2. “Now I have more than a hundred babies who consume every waking moment of my life. I have become one of those brittle, busy people who emerge from suffering like a tornado, turning so fast that we do not even realize how much self-destruction we’re causing.”
Alice describes her coping mechanism—throwing herself into caring for orphaned elephants at Msali—as both a salvation and a form of avoidance. The metaphor of a “tornado” powerfully captures how relentless activity masks unresolved pain.
3. “People here know I used to do research in the Tuli Block. And that I lived, for a brief while, in the States. But most people don’t connect the academic I used to be to the activist I am now. I have not been Alice Metcalf for a long time.”

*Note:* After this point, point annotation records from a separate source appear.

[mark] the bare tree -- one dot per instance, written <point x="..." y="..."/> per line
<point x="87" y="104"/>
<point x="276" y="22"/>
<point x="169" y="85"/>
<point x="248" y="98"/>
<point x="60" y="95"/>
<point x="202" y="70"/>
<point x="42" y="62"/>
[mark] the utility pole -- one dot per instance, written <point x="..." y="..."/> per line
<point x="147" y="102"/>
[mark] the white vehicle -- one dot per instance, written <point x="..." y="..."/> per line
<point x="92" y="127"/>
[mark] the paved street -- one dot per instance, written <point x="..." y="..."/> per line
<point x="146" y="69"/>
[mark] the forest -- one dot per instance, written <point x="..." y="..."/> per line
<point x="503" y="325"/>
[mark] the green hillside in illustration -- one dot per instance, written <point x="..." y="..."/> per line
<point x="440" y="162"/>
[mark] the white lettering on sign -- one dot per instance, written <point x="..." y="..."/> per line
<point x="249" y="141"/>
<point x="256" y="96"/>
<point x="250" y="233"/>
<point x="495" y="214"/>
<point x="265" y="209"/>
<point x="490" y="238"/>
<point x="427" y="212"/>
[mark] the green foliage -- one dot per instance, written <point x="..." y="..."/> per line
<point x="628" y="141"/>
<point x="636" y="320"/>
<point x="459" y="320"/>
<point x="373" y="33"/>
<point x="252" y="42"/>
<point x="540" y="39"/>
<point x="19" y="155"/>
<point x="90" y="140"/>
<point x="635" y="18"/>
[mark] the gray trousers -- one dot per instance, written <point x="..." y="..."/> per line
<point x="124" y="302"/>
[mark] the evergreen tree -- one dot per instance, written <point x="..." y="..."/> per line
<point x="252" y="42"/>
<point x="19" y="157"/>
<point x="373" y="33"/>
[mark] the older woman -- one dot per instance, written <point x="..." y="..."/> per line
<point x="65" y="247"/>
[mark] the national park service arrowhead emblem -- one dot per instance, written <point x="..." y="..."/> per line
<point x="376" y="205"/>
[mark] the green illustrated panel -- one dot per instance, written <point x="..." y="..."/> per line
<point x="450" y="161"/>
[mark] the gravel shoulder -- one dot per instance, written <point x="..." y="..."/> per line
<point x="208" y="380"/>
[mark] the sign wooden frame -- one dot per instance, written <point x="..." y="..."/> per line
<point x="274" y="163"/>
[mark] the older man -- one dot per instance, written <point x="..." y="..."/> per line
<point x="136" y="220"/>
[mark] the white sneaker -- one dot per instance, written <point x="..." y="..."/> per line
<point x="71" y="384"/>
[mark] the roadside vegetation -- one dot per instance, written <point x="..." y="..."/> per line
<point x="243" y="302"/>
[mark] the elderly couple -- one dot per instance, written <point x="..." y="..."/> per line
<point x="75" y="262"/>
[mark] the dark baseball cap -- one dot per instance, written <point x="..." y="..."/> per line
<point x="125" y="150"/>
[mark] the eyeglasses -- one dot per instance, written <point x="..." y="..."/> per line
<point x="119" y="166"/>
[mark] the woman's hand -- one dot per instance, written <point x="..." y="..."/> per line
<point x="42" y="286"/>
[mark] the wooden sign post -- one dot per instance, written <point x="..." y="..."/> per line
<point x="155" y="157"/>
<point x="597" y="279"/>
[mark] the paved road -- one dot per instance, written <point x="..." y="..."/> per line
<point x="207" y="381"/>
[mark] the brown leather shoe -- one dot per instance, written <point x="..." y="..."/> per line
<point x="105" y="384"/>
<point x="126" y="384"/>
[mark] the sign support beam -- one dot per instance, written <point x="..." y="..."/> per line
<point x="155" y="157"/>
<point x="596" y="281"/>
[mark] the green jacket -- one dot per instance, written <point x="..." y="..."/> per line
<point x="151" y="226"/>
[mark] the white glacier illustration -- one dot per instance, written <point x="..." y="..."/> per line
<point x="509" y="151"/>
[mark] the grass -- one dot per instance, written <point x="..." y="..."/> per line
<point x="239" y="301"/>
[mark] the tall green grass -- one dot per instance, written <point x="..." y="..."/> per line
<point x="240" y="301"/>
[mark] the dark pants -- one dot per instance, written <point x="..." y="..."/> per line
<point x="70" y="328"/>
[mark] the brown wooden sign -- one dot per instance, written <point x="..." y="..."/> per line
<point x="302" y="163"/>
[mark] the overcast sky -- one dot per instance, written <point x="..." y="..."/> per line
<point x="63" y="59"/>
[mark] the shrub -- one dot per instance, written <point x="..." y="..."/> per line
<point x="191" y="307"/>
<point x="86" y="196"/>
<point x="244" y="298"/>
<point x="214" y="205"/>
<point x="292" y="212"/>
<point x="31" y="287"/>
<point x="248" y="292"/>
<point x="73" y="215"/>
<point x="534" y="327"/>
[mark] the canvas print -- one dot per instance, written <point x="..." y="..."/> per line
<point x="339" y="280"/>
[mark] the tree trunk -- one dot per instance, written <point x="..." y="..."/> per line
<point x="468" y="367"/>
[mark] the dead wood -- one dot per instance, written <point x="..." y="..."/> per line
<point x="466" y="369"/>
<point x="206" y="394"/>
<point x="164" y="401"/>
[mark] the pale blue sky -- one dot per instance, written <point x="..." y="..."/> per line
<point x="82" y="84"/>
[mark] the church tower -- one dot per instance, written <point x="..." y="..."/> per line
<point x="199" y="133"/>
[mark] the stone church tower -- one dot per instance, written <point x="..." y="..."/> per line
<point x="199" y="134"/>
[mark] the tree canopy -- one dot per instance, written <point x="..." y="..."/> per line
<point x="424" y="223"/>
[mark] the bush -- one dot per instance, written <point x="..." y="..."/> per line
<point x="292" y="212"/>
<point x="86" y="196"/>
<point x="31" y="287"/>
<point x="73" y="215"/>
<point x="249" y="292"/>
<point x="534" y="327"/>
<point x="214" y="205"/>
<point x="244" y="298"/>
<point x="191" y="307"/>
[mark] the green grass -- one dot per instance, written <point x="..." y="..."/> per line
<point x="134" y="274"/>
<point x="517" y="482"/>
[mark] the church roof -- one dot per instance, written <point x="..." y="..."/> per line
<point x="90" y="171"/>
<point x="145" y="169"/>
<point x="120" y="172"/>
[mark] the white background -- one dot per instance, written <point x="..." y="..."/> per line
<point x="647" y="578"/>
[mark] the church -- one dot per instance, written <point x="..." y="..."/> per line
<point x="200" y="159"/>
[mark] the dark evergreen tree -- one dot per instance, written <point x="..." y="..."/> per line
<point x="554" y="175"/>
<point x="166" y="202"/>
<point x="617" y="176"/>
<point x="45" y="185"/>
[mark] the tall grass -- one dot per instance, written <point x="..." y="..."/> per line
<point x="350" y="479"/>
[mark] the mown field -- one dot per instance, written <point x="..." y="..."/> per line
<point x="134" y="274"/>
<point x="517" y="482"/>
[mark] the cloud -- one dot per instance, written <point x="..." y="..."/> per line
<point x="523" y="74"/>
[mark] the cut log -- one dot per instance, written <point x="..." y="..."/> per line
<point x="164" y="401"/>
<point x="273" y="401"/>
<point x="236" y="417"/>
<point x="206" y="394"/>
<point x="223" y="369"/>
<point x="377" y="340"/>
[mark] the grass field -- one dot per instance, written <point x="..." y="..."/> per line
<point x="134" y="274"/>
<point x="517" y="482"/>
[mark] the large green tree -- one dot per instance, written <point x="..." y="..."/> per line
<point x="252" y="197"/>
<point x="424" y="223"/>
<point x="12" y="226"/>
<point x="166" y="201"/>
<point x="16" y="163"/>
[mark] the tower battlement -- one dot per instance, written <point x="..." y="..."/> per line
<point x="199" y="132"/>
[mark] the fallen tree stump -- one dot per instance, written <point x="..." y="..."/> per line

This quote highlights Alice’s deliberate reinvention and dissociation from her past identity after trauma. The phrase “Alice Metcalf is dead” underscores how fully she has buried her former life—until the detective’s call forces a reckoning.
4. “Reality is frigid; I have to dip one toe at a time and grow accustomed to the shock before wading in further.”
A vivid metaphor for Alice’s daily struggle to face life after loss. The sensory language (“frigid,” “shock”) emphasizes how her grief has made ordinary existence painfully overwhelming.
5. “‘Ms. Metcalf,’ the detective says, ‘we’ve found the body of your daughter.’”
The chapter’s climactic line—a brutal revelation that shatters Alice’s fragile equilibrium. The cold, formal phrasing contrasts starkly with the emotional weight of the news, marking a turning point where her past can no longer be avoided.